Today of course we have land barons and slum dwellers. Lawrence Summers would have us believe Ted Turner took his Montana ranch from the “walk-up” ghetto dwellers in Detroit. Not so. But continually taxing and retaxing our property is just wrong. We should pay point-of-transaction taxes on it once just as we do a television or pair of shoes.

 

Then comes income tax. If we are to tax our earnings the only “fair” scale is no scale at all. Everyone pays the same percentage, no deductions, end of story. The rich would indeed pay more dollars, but an equally fair percentage as the poor, who would fairly pay fewer dollars.

 

Penalizing those who earn more, create jobs and spend more makes no logical sense.
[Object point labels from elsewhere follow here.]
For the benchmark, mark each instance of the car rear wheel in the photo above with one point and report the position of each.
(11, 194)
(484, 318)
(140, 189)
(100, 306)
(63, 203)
Imagine that philosophy in sport – a basketball player averaging more than 30 points a game has a percentage of his points taken away and given to the other team. Not even curious, absurd, and a disincentive to achieving excellence.

 

And finally sales, or point-of-transaction taxes. One national percentage, one state percentage, and one local percentage. Even if it totaled 25-50 percent of every purchase we could pay it because we would have no property tax and no income taxes. All underground income would ultimately be taxed through purchases made, no hidden drug or sweatshop economies avoiding the tax. We could easily exempt food and medicine, and then purchases become mostly choice – cheap or expensive, buy it or not. Now there is some sanity, and some change I could believe in.